Adaptive Q control for Tapping-mode Nano-scanning Using a Piezo-actuated Bimorph Probe

TL;DR

This paper introduces Adaptive Q-control for tapping-mode AFM, enabling real-time adjustment of the probe's Q-factor to optimize scan speed and force reduction simultaneously, demonstrated through experimental comparisons.

Contribution

The paper presents a novel adaptive Q-control method that dynamically adjusts the Q-factor during AFM scanning, improving performance over standard methods.

Findings

Adaptive Q-control outperforms standard Q-control and no Q-control in experiments.

Real-time Q-factor adjustment enhances scan speed and reduces tapping forces.

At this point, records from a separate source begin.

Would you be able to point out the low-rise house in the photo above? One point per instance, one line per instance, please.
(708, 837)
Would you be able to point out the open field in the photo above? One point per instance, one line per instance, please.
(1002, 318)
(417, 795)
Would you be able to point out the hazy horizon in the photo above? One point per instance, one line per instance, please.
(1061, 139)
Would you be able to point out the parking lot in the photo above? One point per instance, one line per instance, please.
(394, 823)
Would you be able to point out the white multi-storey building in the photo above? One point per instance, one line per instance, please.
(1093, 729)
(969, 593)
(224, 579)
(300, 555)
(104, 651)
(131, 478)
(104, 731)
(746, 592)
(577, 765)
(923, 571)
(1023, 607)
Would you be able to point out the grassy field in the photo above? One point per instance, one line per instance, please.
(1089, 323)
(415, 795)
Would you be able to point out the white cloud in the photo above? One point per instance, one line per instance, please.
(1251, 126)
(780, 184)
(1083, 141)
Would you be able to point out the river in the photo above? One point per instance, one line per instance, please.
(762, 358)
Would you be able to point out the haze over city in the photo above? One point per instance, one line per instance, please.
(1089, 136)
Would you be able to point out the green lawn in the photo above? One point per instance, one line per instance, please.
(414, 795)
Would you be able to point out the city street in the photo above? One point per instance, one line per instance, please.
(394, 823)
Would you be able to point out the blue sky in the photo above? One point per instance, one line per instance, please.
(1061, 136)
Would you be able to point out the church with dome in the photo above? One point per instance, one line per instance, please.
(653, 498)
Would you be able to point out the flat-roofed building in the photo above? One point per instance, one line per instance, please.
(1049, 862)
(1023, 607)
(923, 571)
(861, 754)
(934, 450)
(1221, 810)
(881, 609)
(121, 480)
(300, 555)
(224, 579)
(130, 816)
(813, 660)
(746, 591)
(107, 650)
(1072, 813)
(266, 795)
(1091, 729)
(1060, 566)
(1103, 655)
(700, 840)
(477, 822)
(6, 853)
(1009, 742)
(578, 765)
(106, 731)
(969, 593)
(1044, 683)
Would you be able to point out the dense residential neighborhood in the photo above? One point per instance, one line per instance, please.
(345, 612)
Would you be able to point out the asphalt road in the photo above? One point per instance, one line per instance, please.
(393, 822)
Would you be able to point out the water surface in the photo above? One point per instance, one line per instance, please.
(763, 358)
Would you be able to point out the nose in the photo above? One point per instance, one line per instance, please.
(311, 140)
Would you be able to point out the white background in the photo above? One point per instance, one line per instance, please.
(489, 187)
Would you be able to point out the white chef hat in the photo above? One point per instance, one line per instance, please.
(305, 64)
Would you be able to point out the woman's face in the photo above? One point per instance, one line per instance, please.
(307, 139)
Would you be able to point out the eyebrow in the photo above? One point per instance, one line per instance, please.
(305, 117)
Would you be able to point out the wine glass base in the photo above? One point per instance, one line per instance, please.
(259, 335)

Experimental results validate the effectiveness of the proposed adaptive approach.

Abstract

A new approach, called Adaptive Q-control, for tapping-mode Atomic Force Microscopy (AFM) is introduced and implemented on a home-made AFM set-up utilizing a Laser Doppler Vibrometer (LDV) and a piezo-actuated bimorph probe. In the standard Q-control, the effective Q-factor of the scanning probe is adjusted prior to the scanning depending on the application. However, there is a trade-off in setting the effective Q-factor of an AFM probe. The Q-factor is either increased to reduce the tapping forces or decreased to increase the maximum achievable scan speed. Realizing these two benefits simultaneously using the standard Q-control is not possible. In adaptive Q-control, the Q-factor of the probe is set to an initial value as in standard Q-control, but then modified on the fly during scanning when necessary to achieve this goal. In this paper, we present the basic theory behind the adaptive Q-control, the electronics enabling the on-line modification of the probe's effective Q-factor, and the results of the experiments comparing three different methods: scanning a) without Q-control, b) with the standard Q-control, and c) with the adaptive Q-control. The results show that the performance of the adaptive Q-control is superior to the other two methods.